Things very rarely seem to work out quite as planned!
So life is full of adjustments. Adapting all the time to changing needs and circumstances.
I had a call this afternoon from the father of the boys who're being baptised tomorrow morning. To say that's not the case any more. Not tomorrow, at any rate.
He was ringing from the hospital where both of his boys were ill. So they've had to pull the plug, as it were, and the waters of baptism will simply have to wait until a later date.
It's meant I had to change my plans. Adjust the way the service here tomorrow will be led. And what I'll say. Not quite back to the drawing board. But it felt a bit like that.
I feel for them, I'm bound to say. They'd both looked forward ever so much to the baptism of their sons. Family, friends and who knows how many other folk descending on us here to share with them this moment of real joy.

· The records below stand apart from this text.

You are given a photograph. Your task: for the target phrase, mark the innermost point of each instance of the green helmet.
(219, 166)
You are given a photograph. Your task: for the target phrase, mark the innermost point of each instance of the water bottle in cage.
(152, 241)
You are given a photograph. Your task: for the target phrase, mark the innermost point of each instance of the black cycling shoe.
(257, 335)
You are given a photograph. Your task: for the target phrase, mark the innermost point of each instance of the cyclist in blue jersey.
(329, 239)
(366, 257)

And they were both so thrilled to start the year like this. And so was I! It seemed like a sign. The waters of God's Spirit being outpoured upon us all, right from the start of this new year.
So a big disappointment, for them and for me and for all of us here.

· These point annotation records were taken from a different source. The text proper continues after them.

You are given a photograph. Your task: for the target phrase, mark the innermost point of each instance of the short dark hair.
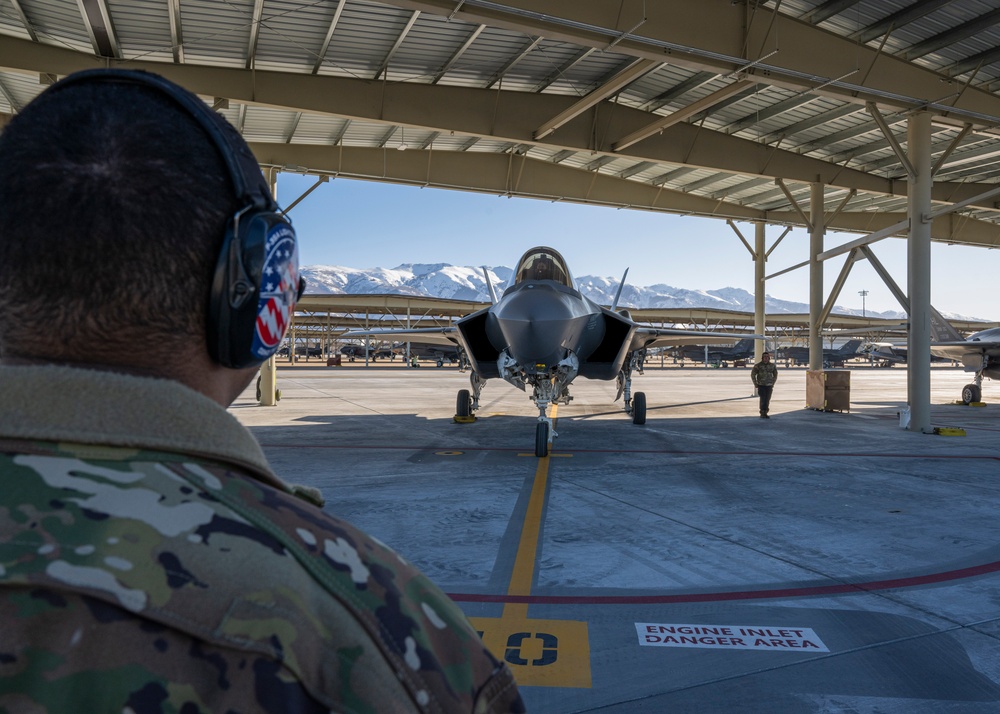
(113, 206)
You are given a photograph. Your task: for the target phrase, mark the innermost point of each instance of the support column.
(815, 275)
(759, 293)
(918, 273)
(269, 371)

But it got me thinking again about the ups and downs of life. Especially as I'd met a man while shopping in the middle of the day.
The weekly food sort of shop. I've sometimes met him there before. I mean, I know him well, and his family, too, in all sorts of different ways. So it's good to have the chance to stop and chat.
He was saying that he and I should maybe do some 'dialogue' sort of blogging. Me, he said I'm the religious one (a pretty dubious appellation, but I think I know what he means): and he, in his own words, he's the doubting Thomas.
I'm not sure that the contrast's all that fair. I have all sorts of questions, too.
But his words at the shop today, combining with the call-off later on - they kind of underlined for me the major role that doubt and disappointment play in all our lives.
Following Jesus Christ is far from being a constant, soaring 'high'. A lot of the time it's hard and sore. And often there are questions, too, which leave me quite perplexed.
It's called 'The Way'. And the only thing that matters in the end is simply that we're on the way.
Not the finished article. And not with all the answers. But simply on the way. Committed to follow wherever he leads. Even though, most of the time, we don't know where we're going and are struggling to figure it out.